Monday, January 18, 2010

The Enigma of Arrival

I love that title of Naipul's, although I could never quite bring myself to pick up the book. Especially not since I misplaced my asbestos gloves. (That's a Frank Kelly line---thanks, Frank.) In fact, the only enigma has been the password for this blog. I had it wrong and so was rendered unchacteristically mute for my first ten days in Bangkok. As some of you know, Joe's arrival was delayed by a week so that he could help the Wheatons clear out their Concord house. He arrived early Sunday with an appetite for tam yam goong and with the blog password. Both have been useful.

A word about jet lag: according to The Times, somebody has invented a drug that may cure it. Good. Jet travel is supposed to be fast, but with layovers at JFK and in Seoul, my journey took 40 hours. Joe's trip via L.A. took 37 hours. You arrive feeling as if you have clawed your way across the planet inch by inch. Bad.

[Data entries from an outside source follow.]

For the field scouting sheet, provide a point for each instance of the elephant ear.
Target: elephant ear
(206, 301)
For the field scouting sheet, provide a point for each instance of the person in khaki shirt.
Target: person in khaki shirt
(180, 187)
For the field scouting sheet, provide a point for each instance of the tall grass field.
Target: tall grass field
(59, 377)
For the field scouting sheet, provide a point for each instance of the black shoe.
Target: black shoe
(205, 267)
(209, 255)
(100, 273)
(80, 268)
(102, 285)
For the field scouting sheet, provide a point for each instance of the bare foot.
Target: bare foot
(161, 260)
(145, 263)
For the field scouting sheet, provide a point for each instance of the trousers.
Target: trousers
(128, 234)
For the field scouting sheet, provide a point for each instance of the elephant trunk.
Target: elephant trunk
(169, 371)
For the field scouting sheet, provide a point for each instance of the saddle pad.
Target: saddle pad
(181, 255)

As always, it's worth it. Thailand is as hot and stinky and aromatic and odd and sweet and simpatico as ever. I mostly spent the week before Joe's arrival going around the city and tasting the food to make sure it would be safe for him to eat. I found it to be so. My favorite new menu item, at a place near our hotel called Too Kub Kao by Oscar, is "deep-fried chicken hips." Joe, alas, missed a wonderful event. Our friend Poe bought two tables at his condo association's annual Thai-Chinese dinner party/festival, and I was invited to sit with the fourteen members of Poe's family for the ten-course Chinese dinner and the karaoke and Bingo. No one except Poe spoke a word of English, but everyone smiled---of course---and the Thai language lessons I took last year enabled me to understand the Bingo calls. To those of you who were unimpressed when I went around at home saying "neung seung song see heh," I can tell you that "one two three four five" finally came in handy. I'll resume my language lessons at some point. Yesterday while Joe was getting a haircut (at a place called---this is true---Gay-Cut) I tried to chat up the shampoo lady in Thai, and she stared at me as if I were addressing her in Estonian.

Our plan is to head down on Monday to Hua Hin, the Gulf of Thailand resort town where Poe and his boyfriend Simon have a house, and think deep or no thoughts there for several days. Then we'll return to Bangkok and embark on a more adventurous two- or three-week trip through Laos. There's a new train to the Lao border, and then you get around by boat and bus. The journey up along the Mekong on the Lao side of the Thai-Lao border is said to be gorgeous and not too overly trodden by farangs like us. So, we'll see what's over there.

Then in March we'll go to Burma.

We have followed the Haiti horrors on CNN. It is all barely imaginable.